“We’d consider ourselves a modern greengrocer,” says head buyer Ian Crees. “Apart from the odd store that stocks local cheese or local milk, all we sell is fresh produce and flowers. It’s been a huge success.”
By the mid-1990s, Stokes had reached a peak of 85 stores, which fell back to 65 as it ditched underperforming outlets.
“Seven or eight years ago supermarkets began to hit us with cheap prices, which at the time we tried to compete with,” says Crees. “We started stocking short-dated supermarket lines, but it wasn’t working for us.”
This time around, lessons have been learnt. Two years ago, a major review of the business led to Stokes closing half its 65 stores and focusing the remaining 32 – based mainly in the south west – on selling quality, locally sourced fruit and veg. The new-look business is leaner, more contemporary and no longer in direct competition with the multiples, says Crees.
“We’re positioned somewhere between a farm shop and a supermarket. The service at store level is better than a Tesco or a Sainsbury’s.

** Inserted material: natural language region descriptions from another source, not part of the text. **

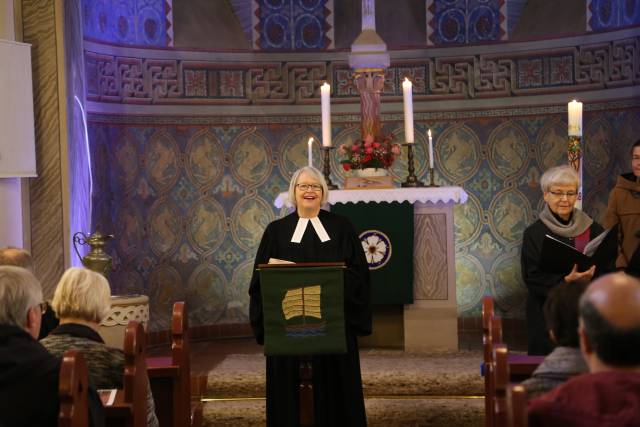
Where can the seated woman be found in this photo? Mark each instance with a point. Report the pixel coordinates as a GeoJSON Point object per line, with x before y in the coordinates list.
{"type": "Point", "coordinates": [566, 359]}
{"type": "Point", "coordinates": [81, 300]}
{"type": "Point", "coordinates": [560, 219]}
{"type": "Point", "coordinates": [624, 209]}
{"type": "Point", "coordinates": [311, 234]}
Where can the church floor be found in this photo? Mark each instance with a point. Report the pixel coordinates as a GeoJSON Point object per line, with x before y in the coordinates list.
{"type": "Point", "coordinates": [401, 389]}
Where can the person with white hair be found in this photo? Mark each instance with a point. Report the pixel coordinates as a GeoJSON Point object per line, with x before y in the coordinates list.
{"type": "Point", "coordinates": [311, 234]}
{"type": "Point", "coordinates": [28, 373]}
{"type": "Point", "coordinates": [82, 300]}
{"type": "Point", "coordinates": [562, 220]}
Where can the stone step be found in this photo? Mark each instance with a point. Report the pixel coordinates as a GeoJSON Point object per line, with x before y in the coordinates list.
{"type": "Point", "coordinates": [384, 373]}
{"type": "Point", "coordinates": [382, 412]}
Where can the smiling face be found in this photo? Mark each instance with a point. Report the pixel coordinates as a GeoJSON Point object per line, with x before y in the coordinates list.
{"type": "Point", "coordinates": [561, 198]}
{"type": "Point", "coordinates": [635, 161]}
{"type": "Point", "coordinates": [308, 200]}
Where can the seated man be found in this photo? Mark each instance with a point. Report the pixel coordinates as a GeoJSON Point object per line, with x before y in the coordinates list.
{"type": "Point", "coordinates": [609, 395]}
{"type": "Point", "coordinates": [21, 258]}
{"type": "Point", "coordinates": [28, 372]}
{"type": "Point", "coordinates": [565, 361]}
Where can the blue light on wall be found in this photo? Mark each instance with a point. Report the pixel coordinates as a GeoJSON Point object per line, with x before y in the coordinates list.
{"type": "Point", "coordinates": [129, 22]}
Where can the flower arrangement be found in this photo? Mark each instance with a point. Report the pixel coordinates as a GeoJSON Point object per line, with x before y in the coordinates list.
{"type": "Point", "coordinates": [369, 153]}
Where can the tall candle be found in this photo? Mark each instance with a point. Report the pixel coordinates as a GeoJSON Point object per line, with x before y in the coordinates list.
{"type": "Point", "coordinates": [430, 150]}
{"type": "Point", "coordinates": [325, 91]}
{"type": "Point", "coordinates": [575, 118]}
{"type": "Point", "coordinates": [407, 96]}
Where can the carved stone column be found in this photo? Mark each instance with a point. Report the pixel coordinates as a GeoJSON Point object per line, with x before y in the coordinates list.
{"type": "Point", "coordinates": [369, 84]}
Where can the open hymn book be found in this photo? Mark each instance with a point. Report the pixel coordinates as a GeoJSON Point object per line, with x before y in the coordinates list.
{"type": "Point", "coordinates": [559, 257]}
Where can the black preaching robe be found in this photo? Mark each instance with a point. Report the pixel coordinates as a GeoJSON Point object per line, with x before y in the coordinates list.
{"type": "Point", "coordinates": [539, 282]}
{"type": "Point", "coordinates": [337, 385]}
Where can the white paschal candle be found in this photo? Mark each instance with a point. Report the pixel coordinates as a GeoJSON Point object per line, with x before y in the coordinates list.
{"type": "Point", "coordinates": [325, 91]}
{"type": "Point", "coordinates": [575, 118]}
{"type": "Point", "coordinates": [407, 96]}
{"type": "Point", "coordinates": [430, 150]}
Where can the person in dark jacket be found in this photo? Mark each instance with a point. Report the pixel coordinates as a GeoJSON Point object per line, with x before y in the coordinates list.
{"type": "Point", "coordinates": [609, 395]}
{"type": "Point", "coordinates": [28, 373]}
{"type": "Point", "coordinates": [21, 258]}
{"type": "Point", "coordinates": [560, 219]}
{"type": "Point", "coordinates": [624, 209]}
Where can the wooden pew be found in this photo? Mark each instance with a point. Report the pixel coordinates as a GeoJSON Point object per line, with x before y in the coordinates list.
{"type": "Point", "coordinates": [500, 385]}
{"type": "Point", "coordinates": [72, 391]}
{"type": "Point", "coordinates": [130, 406]}
{"type": "Point", "coordinates": [517, 406]}
{"type": "Point", "coordinates": [170, 377]}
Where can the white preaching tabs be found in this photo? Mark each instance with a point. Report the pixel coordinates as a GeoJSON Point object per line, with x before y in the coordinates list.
{"type": "Point", "coordinates": [302, 226]}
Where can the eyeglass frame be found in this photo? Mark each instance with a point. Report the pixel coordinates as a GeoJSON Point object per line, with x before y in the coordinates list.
{"type": "Point", "coordinates": [307, 187]}
{"type": "Point", "coordinates": [562, 194]}
{"type": "Point", "coordinates": [43, 306]}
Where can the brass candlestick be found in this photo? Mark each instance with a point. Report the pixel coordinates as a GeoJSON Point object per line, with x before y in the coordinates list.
{"type": "Point", "coordinates": [431, 182]}
{"type": "Point", "coordinates": [327, 167]}
{"type": "Point", "coordinates": [412, 179]}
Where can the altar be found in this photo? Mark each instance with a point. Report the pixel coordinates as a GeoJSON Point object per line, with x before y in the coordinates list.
{"type": "Point", "coordinates": [430, 322]}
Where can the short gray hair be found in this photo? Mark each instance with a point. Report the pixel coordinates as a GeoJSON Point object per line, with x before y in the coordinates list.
{"type": "Point", "coordinates": [318, 177]}
{"type": "Point", "coordinates": [19, 291]}
{"type": "Point", "coordinates": [559, 175]}
{"type": "Point", "coordinates": [83, 294]}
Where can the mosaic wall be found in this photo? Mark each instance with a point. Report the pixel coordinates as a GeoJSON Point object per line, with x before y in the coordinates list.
{"type": "Point", "coordinates": [292, 25]}
{"type": "Point", "coordinates": [612, 14]}
{"type": "Point", "coordinates": [129, 22]}
{"type": "Point", "coordinates": [135, 80]}
{"type": "Point", "coordinates": [455, 22]}
{"type": "Point", "coordinates": [188, 201]}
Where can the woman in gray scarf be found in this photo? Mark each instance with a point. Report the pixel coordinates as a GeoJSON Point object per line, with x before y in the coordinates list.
{"type": "Point", "coordinates": [560, 219]}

There’s also a larger variety of slower-selling products in our range. For example, we stock yams on a regular basis, we have pak choi, okra, star fruit, passion fruit and thai chillis. Many of the supermarkets in the south west tend to be quite old-fashioned, so they can’t devote the same space to fresh produce as us.”
Stokes prides itself on the freshness and seasonality of its produce. Deliveries arrive five times a week and promotional offers revolve around fruit and veg that is in season. A key strength of the business is that it keeps to a minimum the time it takes to get produce from farm to shelf, says Crees.

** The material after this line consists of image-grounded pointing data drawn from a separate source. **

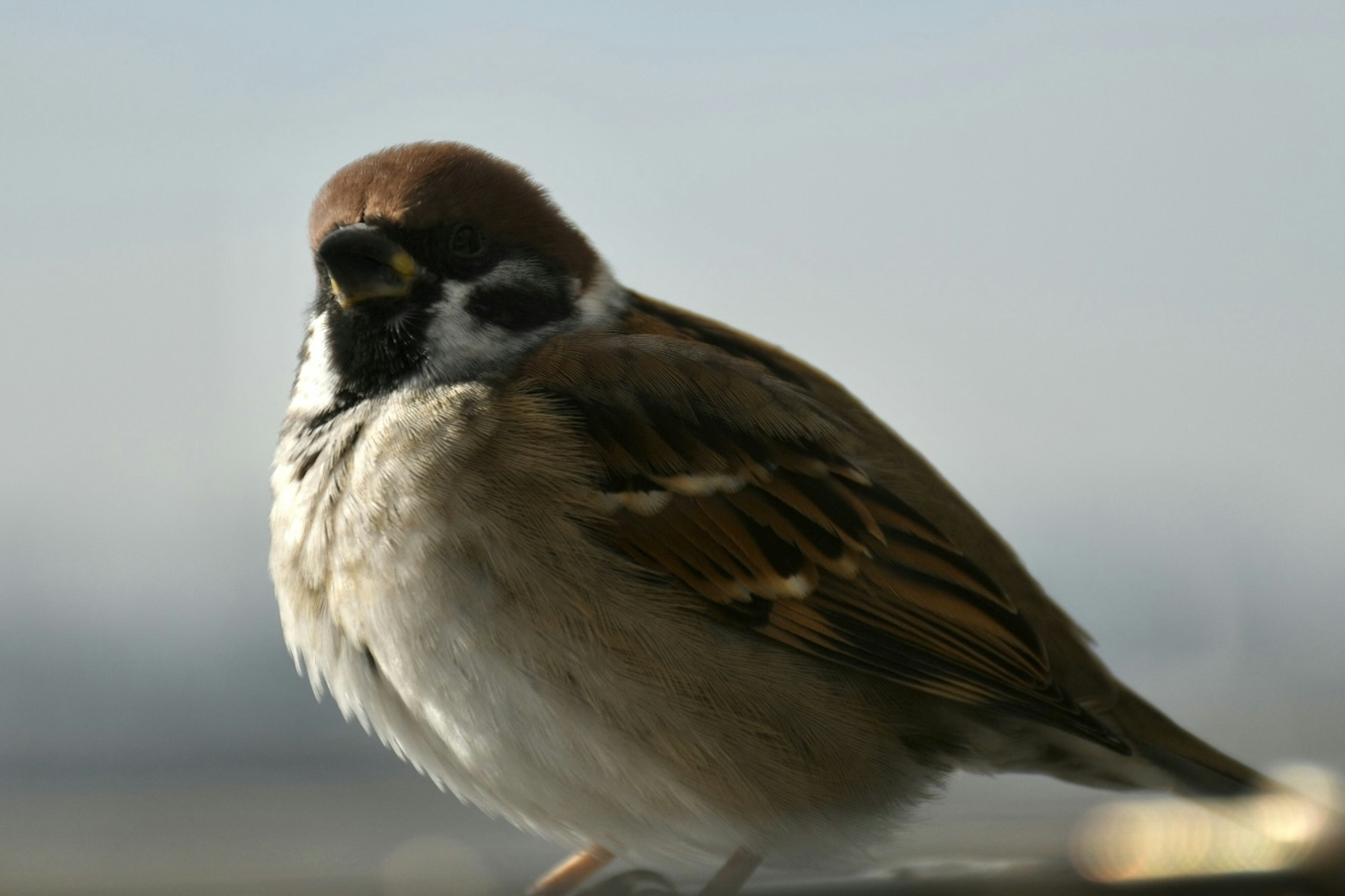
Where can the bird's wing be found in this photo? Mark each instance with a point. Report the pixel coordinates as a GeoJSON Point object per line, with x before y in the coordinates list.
{"type": "Point", "coordinates": [717, 471]}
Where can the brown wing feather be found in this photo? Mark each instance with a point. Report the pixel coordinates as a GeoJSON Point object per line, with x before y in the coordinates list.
{"type": "Point", "coordinates": [728, 477]}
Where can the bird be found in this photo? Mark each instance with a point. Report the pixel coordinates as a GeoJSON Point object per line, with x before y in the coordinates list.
{"type": "Point", "coordinates": [641, 583]}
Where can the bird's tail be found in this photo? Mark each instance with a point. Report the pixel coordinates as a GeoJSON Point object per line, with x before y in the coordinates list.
{"type": "Point", "coordinates": [1196, 769]}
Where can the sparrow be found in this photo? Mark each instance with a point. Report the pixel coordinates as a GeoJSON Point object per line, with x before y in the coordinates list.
{"type": "Point", "coordinates": [635, 580]}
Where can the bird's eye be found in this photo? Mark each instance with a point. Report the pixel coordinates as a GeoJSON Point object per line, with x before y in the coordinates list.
{"type": "Point", "coordinates": [467, 241]}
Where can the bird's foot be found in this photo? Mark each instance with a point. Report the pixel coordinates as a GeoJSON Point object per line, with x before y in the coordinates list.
{"type": "Point", "coordinates": [634, 883]}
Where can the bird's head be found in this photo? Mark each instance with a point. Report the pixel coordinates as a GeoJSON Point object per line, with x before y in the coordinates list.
{"type": "Point", "coordinates": [440, 263]}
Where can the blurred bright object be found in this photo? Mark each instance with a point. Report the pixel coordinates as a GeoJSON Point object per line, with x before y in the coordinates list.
{"type": "Point", "coordinates": [1171, 837]}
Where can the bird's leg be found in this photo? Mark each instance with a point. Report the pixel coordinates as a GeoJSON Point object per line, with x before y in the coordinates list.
{"type": "Point", "coordinates": [571, 875]}
{"type": "Point", "coordinates": [735, 872]}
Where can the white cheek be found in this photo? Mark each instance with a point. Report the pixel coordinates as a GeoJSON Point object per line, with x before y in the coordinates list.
{"type": "Point", "coordinates": [317, 383]}
{"type": "Point", "coordinates": [605, 299]}
{"type": "Point", "coordinates": [462, 348]}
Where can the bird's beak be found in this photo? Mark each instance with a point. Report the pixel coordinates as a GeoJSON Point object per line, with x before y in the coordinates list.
{"type": "Point", "coordinates": [365, 264]}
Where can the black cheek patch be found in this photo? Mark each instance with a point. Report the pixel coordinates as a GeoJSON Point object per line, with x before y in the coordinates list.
{"type": "Point", "coordinates": [521, 307]}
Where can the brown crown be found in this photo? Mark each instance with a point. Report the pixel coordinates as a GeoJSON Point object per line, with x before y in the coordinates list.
{"type": "Point", "coordinates": [426, 185]}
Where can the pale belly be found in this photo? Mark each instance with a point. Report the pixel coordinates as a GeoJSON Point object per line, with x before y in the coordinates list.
{"type": "Point", "coordinates": [385, 602]}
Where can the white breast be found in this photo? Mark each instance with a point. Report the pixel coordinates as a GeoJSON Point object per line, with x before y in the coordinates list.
{"type": "Point", "coordinates": [381, 600]}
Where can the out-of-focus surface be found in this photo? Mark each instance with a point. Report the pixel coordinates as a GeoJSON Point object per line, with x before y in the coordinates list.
{"type": "Point", "coordinates": [1086, 257]}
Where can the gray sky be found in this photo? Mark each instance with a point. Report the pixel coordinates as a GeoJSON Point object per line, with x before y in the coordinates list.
{"type": "Point", "coordinates": [1086, 256]}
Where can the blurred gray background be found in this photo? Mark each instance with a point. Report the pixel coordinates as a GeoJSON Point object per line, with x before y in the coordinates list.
{"type": "Point", "coordinates": [1087, 257]}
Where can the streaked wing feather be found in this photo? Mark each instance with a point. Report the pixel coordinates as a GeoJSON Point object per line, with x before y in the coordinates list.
{"type": "Point", "coordinates": [736, 482]}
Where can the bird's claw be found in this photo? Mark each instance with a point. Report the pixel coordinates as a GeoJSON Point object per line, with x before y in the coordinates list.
{"type": "Point", "coordinates": [633, 883]}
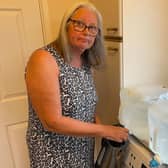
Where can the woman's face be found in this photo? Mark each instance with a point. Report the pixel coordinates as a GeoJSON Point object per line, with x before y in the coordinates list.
{"type": "Point", "coordinates": [80, 37]}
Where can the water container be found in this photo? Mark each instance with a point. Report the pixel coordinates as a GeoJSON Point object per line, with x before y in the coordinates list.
{"type": "Point", "coordinates": [135, 101]}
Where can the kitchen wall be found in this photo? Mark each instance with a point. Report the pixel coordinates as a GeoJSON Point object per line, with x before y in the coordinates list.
{"type": "Point", "coordinates": [145, 46]}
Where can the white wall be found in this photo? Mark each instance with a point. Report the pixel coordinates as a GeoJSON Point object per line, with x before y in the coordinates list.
{"type": "Point", "coordinates": [145, 49]}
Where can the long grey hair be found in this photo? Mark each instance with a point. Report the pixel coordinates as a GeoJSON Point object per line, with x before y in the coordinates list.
{"type": "Point", "coordinates": [93, 56]}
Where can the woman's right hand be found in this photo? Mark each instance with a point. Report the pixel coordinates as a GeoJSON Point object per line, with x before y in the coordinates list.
{"type": "Point", "coordinates": [116, 133]}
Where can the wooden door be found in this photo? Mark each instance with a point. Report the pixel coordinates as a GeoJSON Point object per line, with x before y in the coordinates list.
{"type": "Point", "coordinates": [20, 33]}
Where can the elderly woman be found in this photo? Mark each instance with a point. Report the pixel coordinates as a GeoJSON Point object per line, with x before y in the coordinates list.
{"type": "Point", "coordinates": [62, 97]}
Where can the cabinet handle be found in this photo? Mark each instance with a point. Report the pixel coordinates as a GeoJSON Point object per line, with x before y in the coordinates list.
{"type": "Point", "coordinates": [112, 30]}
{"type": "Point", "coordinates": [112, 51]}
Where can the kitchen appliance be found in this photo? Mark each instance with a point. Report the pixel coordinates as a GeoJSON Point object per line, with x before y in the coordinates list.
{"type": "Point", "coordinates": [144, 113]}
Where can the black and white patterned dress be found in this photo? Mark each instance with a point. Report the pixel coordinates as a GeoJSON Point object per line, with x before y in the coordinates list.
{"type": "Point", "coordinates": [78, 98]}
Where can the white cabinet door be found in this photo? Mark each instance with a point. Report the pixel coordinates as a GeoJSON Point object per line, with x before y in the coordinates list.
{"type": "Point", "coordinates": [20, 34]}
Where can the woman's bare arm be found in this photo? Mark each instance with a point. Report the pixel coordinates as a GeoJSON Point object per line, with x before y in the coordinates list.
{"type": "Point", "coordinates": [43, 89]}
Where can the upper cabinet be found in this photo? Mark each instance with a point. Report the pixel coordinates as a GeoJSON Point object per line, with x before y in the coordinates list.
{"type": "Point", "coordinates": [112, 16]}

“We can phone a flower supplier at 6.30am, they won’t cut them until they get the call and they’ll be in store by 2pm. It’s something we pride ourselves on.” If he’s concerned about the credit crunch, he hides his fears well. “It has only been positive for us so far. People don’t want to fill up the car and drive out of town to do their shopping.”

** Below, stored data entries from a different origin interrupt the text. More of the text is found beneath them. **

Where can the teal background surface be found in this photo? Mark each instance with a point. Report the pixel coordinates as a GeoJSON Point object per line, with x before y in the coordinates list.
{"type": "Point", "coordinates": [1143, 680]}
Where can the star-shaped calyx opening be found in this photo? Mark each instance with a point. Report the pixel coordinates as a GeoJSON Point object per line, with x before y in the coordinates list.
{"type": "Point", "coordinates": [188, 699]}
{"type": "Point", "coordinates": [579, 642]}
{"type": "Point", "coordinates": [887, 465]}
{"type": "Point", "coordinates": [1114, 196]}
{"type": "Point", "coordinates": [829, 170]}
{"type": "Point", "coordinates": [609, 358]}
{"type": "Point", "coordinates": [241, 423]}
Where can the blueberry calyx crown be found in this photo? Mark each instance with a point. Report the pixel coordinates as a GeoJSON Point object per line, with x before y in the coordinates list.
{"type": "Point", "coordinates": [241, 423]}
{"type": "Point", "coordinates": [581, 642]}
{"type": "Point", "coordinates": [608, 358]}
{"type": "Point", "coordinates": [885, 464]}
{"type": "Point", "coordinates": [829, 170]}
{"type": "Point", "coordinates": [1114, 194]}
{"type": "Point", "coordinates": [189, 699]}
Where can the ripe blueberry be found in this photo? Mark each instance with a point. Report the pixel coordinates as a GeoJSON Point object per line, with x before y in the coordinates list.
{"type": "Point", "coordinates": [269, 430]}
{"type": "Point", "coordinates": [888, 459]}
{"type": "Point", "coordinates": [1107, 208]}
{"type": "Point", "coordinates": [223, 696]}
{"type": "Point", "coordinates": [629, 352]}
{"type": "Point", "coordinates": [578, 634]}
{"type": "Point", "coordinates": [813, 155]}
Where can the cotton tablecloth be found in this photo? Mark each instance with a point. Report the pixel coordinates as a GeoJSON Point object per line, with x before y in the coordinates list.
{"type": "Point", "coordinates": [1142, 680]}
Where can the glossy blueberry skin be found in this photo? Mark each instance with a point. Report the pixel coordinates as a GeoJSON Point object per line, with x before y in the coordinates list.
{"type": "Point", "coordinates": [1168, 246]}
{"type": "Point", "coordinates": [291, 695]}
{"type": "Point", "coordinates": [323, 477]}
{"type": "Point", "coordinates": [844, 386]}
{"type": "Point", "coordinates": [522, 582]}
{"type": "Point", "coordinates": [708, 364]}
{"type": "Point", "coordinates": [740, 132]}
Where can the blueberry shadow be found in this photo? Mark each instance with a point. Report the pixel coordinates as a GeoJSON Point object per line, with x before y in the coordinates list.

Nevertheless, he admits the business missed its summer sales targets, blaming the inclement weather. Sales for September, however, were ahead of last year. The business currently generates weekly sales of about £250,000 across its 32 stores. Unsurprisingly, given Stokes’ history, new store openings are low on the agenda.
“We’re currently working on more concessions, opening fresh fruit and flower stalls at train stations,” says Crees. “We’re also close to striking a deal with Wyevale to sell produce through its garden centres.”
The retailer is also upping the ante in wholesale, supplying local independent stores from its head office in Bristol and local businesses straight from store. But the days of taking on the supermarkets are gone. For Stokes at least, size doesn’t matter.